Unfortunately, this decision is not surprising for two reasons. First, the EEOC was already busted twice on the merits of this case, the District Court noting, “The story of [this case] has been that of a theory in search of facts to support it.” Second, as the Chamber has extensively documented in its 2014 report, the EEOC has a bad habit of pursuing questionable enforcement tactics against employers.

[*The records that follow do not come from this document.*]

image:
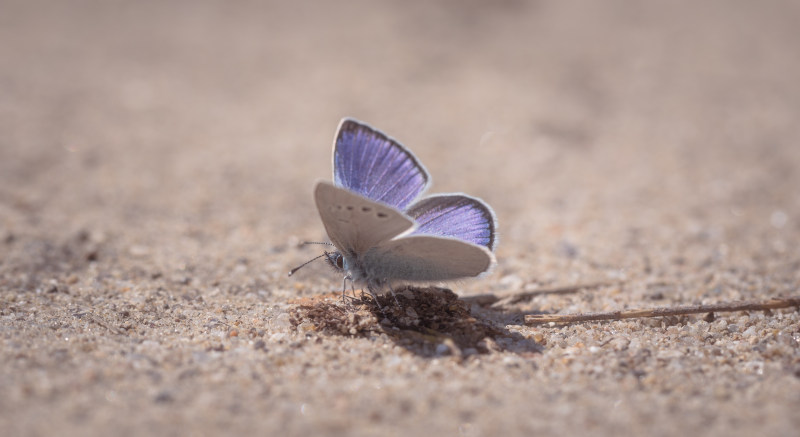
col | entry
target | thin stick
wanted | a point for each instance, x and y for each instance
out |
(787, 302)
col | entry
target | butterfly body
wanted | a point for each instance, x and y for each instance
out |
(382, 233)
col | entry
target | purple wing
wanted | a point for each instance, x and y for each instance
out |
(457, 216)
(371, 164)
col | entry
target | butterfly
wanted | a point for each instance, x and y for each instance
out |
(382, 233)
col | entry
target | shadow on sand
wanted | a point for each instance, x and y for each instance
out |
(429, 322)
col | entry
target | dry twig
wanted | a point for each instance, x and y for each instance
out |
(787, 302)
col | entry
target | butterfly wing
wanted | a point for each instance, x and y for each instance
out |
(426, 258)
(457, 216)
(355, 223)
(369, 163)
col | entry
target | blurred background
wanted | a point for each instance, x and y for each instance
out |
(581, 123)
(157, 160)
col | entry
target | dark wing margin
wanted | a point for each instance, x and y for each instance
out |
(370, 163)
(457, 216)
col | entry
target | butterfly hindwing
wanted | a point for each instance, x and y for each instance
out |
(355, 223)
(426, 258)
(457, 216)
(368, 162)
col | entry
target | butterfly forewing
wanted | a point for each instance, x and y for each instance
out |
(457, 216)
(355, 223)
(427, 259)
(369, 163)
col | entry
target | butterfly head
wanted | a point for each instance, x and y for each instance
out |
(335, 259)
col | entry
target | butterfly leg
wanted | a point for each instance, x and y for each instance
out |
(375, 297)
(344, 290)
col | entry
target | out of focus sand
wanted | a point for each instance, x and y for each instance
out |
(156, 166)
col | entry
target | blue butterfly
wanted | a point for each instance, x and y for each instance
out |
(382, 233)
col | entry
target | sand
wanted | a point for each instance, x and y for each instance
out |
(156, 167)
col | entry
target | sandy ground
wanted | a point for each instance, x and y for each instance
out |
(156, 167)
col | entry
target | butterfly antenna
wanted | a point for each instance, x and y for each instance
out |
(291, 272)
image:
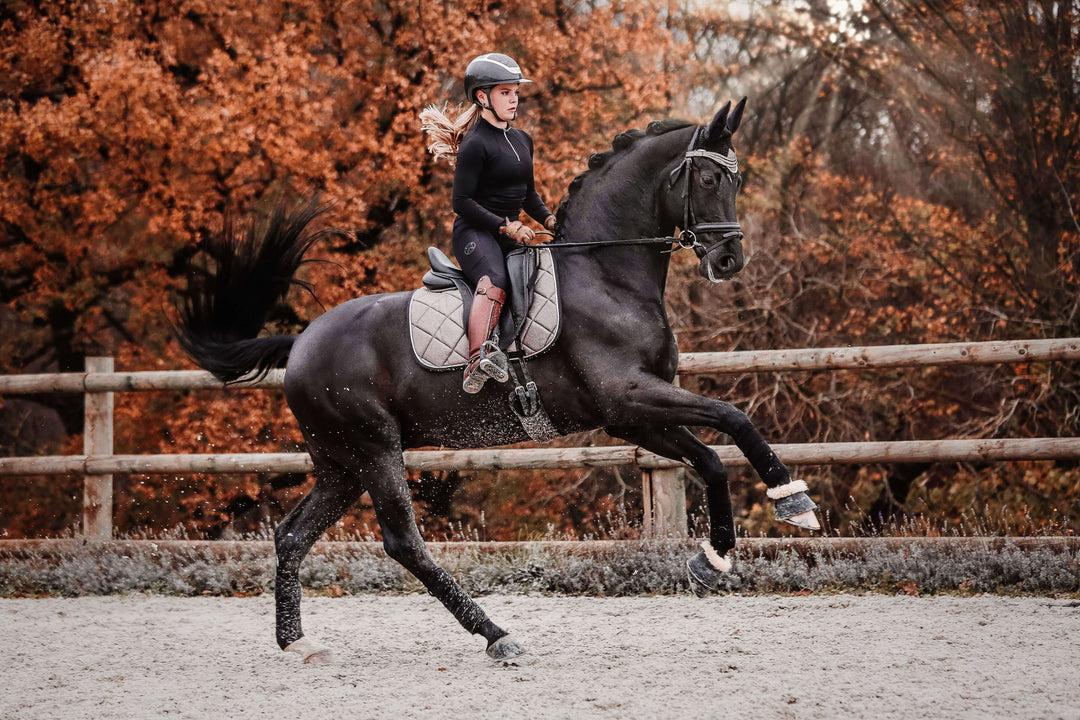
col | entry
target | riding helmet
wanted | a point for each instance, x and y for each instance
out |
(490, 70)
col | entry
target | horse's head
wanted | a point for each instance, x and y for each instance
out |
(701, 193)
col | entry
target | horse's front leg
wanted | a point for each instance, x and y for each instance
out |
(650, 402)
(704, 569)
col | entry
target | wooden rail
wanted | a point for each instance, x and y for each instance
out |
(664, 494)
(751, 361)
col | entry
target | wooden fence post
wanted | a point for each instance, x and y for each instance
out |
(97, 440)
(663, 494)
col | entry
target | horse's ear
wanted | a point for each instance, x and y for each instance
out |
(736, 117)
(716, 125)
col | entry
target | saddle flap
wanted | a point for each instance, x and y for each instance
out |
(442, 266)
(439, 317)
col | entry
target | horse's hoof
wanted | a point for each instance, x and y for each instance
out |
(704, 579)
(311, 652)
(806, 520)
(505, 648)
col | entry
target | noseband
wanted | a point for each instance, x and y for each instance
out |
(687, 238)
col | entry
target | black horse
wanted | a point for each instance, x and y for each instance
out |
(361, 397)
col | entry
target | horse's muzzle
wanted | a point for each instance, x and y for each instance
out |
(723, 259)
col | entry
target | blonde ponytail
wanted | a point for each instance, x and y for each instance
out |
(444, 132)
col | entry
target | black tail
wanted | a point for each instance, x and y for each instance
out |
(223, 310)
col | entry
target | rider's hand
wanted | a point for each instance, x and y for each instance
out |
(518, 232)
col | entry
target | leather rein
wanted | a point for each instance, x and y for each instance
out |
(687, 238)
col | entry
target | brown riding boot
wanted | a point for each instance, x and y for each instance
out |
(485, 358)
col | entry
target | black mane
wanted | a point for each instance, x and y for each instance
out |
(619, 144)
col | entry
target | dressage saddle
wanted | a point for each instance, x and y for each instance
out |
(522, 267)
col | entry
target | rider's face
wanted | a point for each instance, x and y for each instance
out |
(503, 100)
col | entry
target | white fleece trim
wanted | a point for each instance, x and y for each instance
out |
(787, 490)
(721, 564)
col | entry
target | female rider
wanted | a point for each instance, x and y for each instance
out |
(493, 182)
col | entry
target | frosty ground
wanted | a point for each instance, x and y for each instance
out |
(404, 656)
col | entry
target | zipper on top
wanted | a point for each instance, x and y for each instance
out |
(505, 134)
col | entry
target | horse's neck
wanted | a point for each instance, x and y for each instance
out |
(623, 209)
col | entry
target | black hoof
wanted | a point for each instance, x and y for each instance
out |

Given the criticism that EEOC received in this case, one has to wonder how the litigation got as far as it did. Because while Freeman has recouped at least some its costs, remember that the EEOC will pay this fee award using taxpayer dollars. Indeed, this case is further reminder that Congress needs to call EEOC’s bluff and pass the Litigation Oversight Act of 2015 (H.R. 549), and the EEOC Transparency and Accountability Act (H.R. 550). These two Chamber-backed bills will institute common sense safeguards at the EEOC by returning some litigation authority from the General Counsel and regional attorneys to where it belongs: with the five commissioners who have been nominated by the President and confirmed by the Senate. If these bills become law, EEOC will have to make sure it actually has a winning hand before it goes all in against an employer.